E de um processo solitário da escrita, outras mãos começaram a tocar este projeto. Quatorze pessoas envolvidas na equipe. Dezesseis mil denúncias de violência sexual contra vulneráveis em 2016. Trezentas e cinquenta mil crianças e adolescentes assediados anualmente envolvidos. Era um projeto pessoal, sim, mas também universal. Exatamente onde a diretora do espetáculo, Morena Cattoni, e eu gostaríamos de chegar. Na universalidade. Porque é autoral, é sobre a trajetória do meu corpo, mas, ao mesmo tempo, sobre tantos outros corpos transformados bruscamente, apressadamente, sem cuidado.
Estar solo em cena, durante os ensaios, requer reencontrar as brincadeiras de criança, os meus carrinhos fricção. Mas aonde estaria a virada nessa história que estou contando? Através de uma provocação que definiu os rumos da dramaturgia do espetáculo, o Diogo Liberano me fez ir de encontro a todos os abusadores. E eu tentei fugir – nada mais óbvio, pois o silêncio é uma constante na vida de um ser que foi abusado. Mas isso foi determinante para que esse personagem, já adulto, pudesse falar, retomar as rédeas do seu corpo e olhar com mais carinho e confiança para as suas relações na atualidade.
Ensaiamos dentro de um colégio durante dois meses. Observávamos as crianças se movimentando e, todos os dias, tínhamos uma trilha sonora que parecia confeccionada especialmente para os nossos ensaios. Os gritos, risadas, choros daquelas crianças estavam todos ali, fazendo com que nos sentíssemos ainda mais inseridos nesse universo. Eu observava os desenhos colados nas paredes da escola, os pais que vinham pegar seus filhos depois da aula, a rapidez dos movimentos infantis. E acredito que isso foi determinante para que pudéssemos – eu, Morena e a diretora de movimento do espetáculo, Fernanda Más – trabalhar a transformação do meu corpo, sem infantilizá-lo, mas fazendo com que ganhasse a vivacidade desses meninos e meninas. Exige força física, precisão, exige brincar com o próprio corpo e redescobri-lo, torná-lo novamente um corpo selvagem, pronto para correr ou simplesmente parar e contar uma história.
Em “Fricção”, eu conto histórias. Misturo realidade e ficção. Abro minhas cicatrizes para reclamar. A princípio, num processo absolutamente solitário, já que este foi o sentimento que permeou o final da minha infância. Mas a direção de Morena e a criação coletiva, com pessoas que me são muito caras, fez com que o meu olhar se abrisse ainda mais para os atropelos e acidentes e cicatrizes de muitas outras pessoas.
Talvez eu tenha duas respostas para a minha colega de profissão.
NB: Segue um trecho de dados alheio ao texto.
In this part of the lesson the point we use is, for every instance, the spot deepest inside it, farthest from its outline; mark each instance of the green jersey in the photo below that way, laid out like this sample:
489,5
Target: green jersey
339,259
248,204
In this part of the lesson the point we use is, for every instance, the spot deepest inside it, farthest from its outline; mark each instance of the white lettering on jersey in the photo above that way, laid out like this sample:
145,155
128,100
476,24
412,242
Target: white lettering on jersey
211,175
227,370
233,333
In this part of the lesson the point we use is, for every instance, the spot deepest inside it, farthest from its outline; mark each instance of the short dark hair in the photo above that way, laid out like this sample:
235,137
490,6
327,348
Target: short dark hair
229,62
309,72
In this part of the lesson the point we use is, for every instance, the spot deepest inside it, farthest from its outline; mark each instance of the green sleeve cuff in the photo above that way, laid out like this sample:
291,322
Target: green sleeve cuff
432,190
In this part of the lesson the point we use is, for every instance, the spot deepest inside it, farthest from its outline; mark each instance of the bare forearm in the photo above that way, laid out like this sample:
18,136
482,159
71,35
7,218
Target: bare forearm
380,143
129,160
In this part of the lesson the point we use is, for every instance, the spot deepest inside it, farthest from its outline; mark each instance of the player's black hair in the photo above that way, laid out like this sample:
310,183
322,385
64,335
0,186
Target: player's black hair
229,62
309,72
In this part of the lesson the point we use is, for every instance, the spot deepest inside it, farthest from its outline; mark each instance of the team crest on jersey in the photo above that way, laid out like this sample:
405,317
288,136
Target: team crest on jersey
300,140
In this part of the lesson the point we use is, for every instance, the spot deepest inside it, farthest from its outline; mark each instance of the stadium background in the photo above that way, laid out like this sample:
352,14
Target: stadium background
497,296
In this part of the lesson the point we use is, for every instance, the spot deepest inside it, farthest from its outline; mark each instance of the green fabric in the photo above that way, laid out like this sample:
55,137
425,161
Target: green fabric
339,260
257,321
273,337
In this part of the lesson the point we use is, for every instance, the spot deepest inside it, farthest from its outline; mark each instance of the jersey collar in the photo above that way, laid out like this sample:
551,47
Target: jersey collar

A primeira é que este é um trabalho solo, mas não o faço sozinho. Em um ano em que o teatro e a cultura estão sendo relegados por nossos governantes, precisamos continuar a produzir. Ainda mais resistentes. E juntos. E a segunda é: apenas olhem para os corpos dessas crianças. Peguem em suas mãos, e caminhem com elas, e olhem suas cicatrizes. Para que todos aqueles que sofreram abuso sexual possam revelá-las. E aí veremos que elas são curáveis. Que ficarão as marcas. Mas que o corpo continuará. E seguirá adiante.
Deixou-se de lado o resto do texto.